As long as each buffer is used by only one thread, with proper synchronization, you do not need to worry.
Correct synchronization means that your pool manager acquires and frees semantics in your methods and that if a buffer is used by several threads between fetching and returning to the pool, you add release semantics to the stream, which stops using the buffer and adding receive semantics to the stream that starts use a buffer. For example, if you pass a buffer through CompletableFuture s, you should not worry about this, or if you explicitly pass threads using Exchanger or the correct implementation of BlockingQueue .
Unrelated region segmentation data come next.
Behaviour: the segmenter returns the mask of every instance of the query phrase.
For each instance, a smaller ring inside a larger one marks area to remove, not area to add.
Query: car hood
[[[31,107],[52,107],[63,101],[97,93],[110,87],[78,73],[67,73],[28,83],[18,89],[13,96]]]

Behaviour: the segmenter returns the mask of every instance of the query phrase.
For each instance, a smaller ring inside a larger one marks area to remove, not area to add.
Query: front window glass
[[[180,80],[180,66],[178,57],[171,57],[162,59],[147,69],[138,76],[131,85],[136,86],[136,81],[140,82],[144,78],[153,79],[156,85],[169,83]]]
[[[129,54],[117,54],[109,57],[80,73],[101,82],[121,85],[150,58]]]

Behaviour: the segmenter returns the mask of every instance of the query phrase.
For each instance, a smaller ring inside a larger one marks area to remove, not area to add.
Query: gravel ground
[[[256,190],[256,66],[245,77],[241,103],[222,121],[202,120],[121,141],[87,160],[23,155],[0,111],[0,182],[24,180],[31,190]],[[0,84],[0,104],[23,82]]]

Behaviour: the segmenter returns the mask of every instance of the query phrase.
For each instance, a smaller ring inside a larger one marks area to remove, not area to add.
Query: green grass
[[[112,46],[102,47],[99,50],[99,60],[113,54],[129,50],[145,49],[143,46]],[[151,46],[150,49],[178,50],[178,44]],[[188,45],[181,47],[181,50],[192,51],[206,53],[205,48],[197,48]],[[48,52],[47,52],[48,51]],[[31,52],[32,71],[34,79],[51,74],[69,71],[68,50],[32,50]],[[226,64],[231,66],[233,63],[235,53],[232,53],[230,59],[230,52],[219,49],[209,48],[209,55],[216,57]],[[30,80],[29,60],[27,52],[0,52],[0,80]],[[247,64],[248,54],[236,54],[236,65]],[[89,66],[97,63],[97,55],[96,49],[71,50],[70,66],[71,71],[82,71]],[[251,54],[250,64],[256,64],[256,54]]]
From java.util.concurrent package description:
The methods of all classes in java.util.concurrent and its subpackages extend these guarantees for higher-level synchronization. In particular:
Actions in a stream before placing an object in any parallel collection occur before actions after accessing or removing this element from the collection in another stream.
Actions in the thread before sending Runnable to Executor will happen before it starts. Similarly for Callables provided in ExecutorService .
The actions taken by asynchronous computation, represented by Future actions that occurred after searching for the result through Future.get() in another thread.
Actions before releasing synchronizer methods such as Lock.unlock , Semaphore.release and CountDownLatch.countDown occur before actions after a successful receiving method, such as Lock.lock , Semaphore.acquire , Condition.await and CountDownLatch.await in one and the same synchronizer object in another thread.
For each pair of threads that successfully exchange objects through Exchanger , actions prior to exchange() in each thread occur before those that follow the corresponding exchange() in another thread.
Actions before the call to CyclicBarrier.await and Phaser.awaitAdvance (as well as its variants) occur before actions performed by the barrier action, and actions performed by the barrier action occur before actions after successful return from the corresponding await in other threads.